The highway patrol is where 911 wireless phone calls in Trumbull County go at this time, Serafino said. In counties where improvements have been made, those calls can be routed to whatever emergency call center officials desire.
First of three steps
The meeting with Serafino was the first step. She met with representatives of the eight public service answering points (PSAPs) in the county. Those include the county 911 call center in Howland and seven cities, townships and a village that answer their own 911 calls. They are Liberty, Girard, Newton Falls, Warren Township, Niles, Hubbard and Lordstown.
The main thing standing in the way of Trumbull County's getting a better system is an agreement by the PSAPs about who will answer the wireless calls. Also, they have to get together and tell the Public Utilities Commission of Ohio their plan for making the local system work, Serafino said.

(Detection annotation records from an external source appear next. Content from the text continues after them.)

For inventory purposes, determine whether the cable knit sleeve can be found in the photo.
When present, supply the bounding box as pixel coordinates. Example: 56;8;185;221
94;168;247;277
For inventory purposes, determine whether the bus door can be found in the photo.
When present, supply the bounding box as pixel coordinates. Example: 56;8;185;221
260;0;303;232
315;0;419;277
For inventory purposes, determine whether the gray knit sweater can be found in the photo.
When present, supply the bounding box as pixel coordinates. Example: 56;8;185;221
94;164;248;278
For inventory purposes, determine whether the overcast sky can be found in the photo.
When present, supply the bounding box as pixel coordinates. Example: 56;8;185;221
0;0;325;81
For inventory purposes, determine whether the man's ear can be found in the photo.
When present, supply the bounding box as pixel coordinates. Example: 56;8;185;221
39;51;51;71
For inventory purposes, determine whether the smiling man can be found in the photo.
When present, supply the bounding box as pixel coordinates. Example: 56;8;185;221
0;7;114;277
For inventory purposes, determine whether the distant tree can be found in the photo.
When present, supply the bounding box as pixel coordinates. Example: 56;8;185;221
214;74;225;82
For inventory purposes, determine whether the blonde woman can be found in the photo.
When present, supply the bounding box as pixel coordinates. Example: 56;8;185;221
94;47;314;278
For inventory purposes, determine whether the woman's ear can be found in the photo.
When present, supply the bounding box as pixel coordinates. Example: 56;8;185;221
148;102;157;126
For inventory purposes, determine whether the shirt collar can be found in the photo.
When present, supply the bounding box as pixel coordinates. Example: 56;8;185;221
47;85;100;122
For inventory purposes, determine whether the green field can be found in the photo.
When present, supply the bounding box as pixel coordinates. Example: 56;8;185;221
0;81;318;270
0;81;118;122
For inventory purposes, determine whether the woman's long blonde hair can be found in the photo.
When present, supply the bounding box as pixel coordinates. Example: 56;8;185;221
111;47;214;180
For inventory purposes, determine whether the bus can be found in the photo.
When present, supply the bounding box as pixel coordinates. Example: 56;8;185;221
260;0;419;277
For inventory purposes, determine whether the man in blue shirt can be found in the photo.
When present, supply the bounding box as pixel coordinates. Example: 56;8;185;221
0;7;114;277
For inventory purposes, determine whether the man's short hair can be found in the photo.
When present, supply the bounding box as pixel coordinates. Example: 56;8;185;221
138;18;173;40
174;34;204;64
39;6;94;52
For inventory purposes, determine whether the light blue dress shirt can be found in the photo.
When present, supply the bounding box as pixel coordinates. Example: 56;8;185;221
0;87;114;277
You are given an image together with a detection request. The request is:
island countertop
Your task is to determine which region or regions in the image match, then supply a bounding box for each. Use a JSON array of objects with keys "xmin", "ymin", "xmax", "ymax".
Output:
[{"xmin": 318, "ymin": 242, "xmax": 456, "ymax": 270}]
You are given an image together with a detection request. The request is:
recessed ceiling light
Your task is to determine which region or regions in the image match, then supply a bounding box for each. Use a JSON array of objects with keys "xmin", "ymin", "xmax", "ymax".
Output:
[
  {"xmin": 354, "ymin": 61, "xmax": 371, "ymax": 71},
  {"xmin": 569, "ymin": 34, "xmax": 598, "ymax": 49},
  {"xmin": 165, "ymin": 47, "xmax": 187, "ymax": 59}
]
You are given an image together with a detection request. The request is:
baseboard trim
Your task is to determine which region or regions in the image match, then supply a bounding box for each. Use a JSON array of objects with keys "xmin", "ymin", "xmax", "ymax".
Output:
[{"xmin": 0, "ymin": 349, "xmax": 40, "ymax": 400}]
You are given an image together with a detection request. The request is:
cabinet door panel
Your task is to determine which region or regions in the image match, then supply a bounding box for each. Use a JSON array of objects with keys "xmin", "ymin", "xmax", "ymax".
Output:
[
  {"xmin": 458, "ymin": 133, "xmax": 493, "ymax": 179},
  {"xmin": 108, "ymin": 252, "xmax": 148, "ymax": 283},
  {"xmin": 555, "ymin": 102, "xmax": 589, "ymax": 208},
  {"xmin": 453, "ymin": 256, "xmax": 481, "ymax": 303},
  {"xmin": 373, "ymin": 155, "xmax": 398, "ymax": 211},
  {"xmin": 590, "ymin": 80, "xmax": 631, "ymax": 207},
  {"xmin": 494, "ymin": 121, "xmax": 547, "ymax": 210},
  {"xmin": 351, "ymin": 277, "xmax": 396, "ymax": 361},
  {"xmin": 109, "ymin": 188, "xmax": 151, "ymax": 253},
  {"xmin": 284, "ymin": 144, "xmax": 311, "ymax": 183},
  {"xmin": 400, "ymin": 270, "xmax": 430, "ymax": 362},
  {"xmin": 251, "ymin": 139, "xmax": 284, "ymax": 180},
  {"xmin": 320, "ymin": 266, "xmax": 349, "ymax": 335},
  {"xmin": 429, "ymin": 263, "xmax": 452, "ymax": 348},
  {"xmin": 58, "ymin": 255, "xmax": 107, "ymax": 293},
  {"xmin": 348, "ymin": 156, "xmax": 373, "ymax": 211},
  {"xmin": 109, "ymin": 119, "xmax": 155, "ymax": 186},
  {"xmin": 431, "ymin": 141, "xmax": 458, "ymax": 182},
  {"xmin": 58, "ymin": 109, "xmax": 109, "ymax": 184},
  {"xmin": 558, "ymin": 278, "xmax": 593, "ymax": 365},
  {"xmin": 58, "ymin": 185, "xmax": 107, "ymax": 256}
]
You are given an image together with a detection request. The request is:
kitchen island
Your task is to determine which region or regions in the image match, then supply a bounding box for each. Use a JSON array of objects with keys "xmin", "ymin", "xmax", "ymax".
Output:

After that, the county can progress to Phase One, which would allow receivers of 911 calls to pinpoint wireless phone calls to within a broad area -- such as the tower the call was transmitted through.
That upgrade is not the final solution, but it is a necessary first step, Serafino said. Phase Two gives the call takers the kind of specific locations that allow them to locate 911 wireless phone calls closely enough to find the emergency.
Wireless phone users in Ohio pay a fee of 32 cents per month that feeds into a system the PUCO uses to reimburse costs associated with both phases. Ohio legislation effective on Aug. 1 this year established the fees.